A) the normalized KSHV transcript levels from the 34 KS tumors analyzed in Fig 11 were analyzed by principal component analysis (PCA). The individual KS tumor samples are color coded for morphological type. The gene expression clusters identified in Fig 11 are shown (Group I-blue text and outline; Group II-black text and outline; Group III-orange text and outline). Two tumors 10B and 88C fall outside the PCA clusters, as indicated. The paired KS tumors from the same individual are shown with a black dashed line. B) the RNA reads mapping to the PAN and K12A UCDS features targeting transcripts containing PAN and the K12 Kaposin latency region transcripts, respectively, were normalized to the length of the UCDS feature, expressed as reads per kilobase (RPK), and the ratio of PAN to K12A was plotted for the 34 KS tumors with greater than 1,000 total KSHV-mapped reads (circular dots) and 7 KS tumors with KSHV-mapped reads less than 1,000 (triangles). C) the total KSHV-mapped reads detected in the RNAseq libraries were normalized (KSHV-mapped reads/100 million total reads) and compared between the KS tumors in the gene expression clusters identified in Fig 11: (34 KS tumors, reads > 1,000; circular dots) and the 7 KS tumors with less than 1,000 mapped reads (triangles), which were grouped within the lytic Cluster III due to the high PAN/K12A ratio identified in Panel B. The morphological types are color coded: red-fungating, green-macular, blue-nodular. The median and interquartile range are shown and the gradient from latent to lytic gene expression determined from Fig 11 is indicated. Significance was determined using the unpaired T-test. The 023_B KS sample contained a very high level of KSHV-mapped reads, and due to the unusual fungating morphology of this tumor, the data was plotted (in parenthesis) but not included in the statistical calculations.

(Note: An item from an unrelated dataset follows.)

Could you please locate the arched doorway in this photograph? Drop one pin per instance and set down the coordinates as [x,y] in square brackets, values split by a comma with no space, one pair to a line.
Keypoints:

Fig 13. Analysis of the highly expressed genes in the KS tumors.

A) The median expression levels of the most highly expressed KSHV genes were compared, with each dot representing the normalized transcript level (TPM) detected by each KSHV UCDS feature. Genes with transcript levels above 5,000 TPM (blue line) are specifically indicated. Genes with transcript levels between 1,000 (red line) and 5,000 TPM are listed together. Genes with transcript levels below 1,000 are grouped as “all other”. Clusters of UCDS features detecting common transcripts are indicated: Red—major T1.7A transcript in the latency region; Blue—K15/ORF75 bicistronic transcript; Green—ORF71/72 bicistronic transcript. An asterisk marks the genes proximal to poly-A sites. B) hierarchical clustering of gene-gene expression correlations for those genes with median transcript levels above 1,000 TPM. Pearson correlation coefficients (R) were calculated for pairs of genes using normalized transcript levels. The negative correlation (R = -1.0) is shown in orange and the positive correlation (R = 1.0) in purple, with the absence of correlation (R = 0) in white. The unsupervised hierarchical clustering is indicated at the top and the major clusters of genes (A-C) are indicated.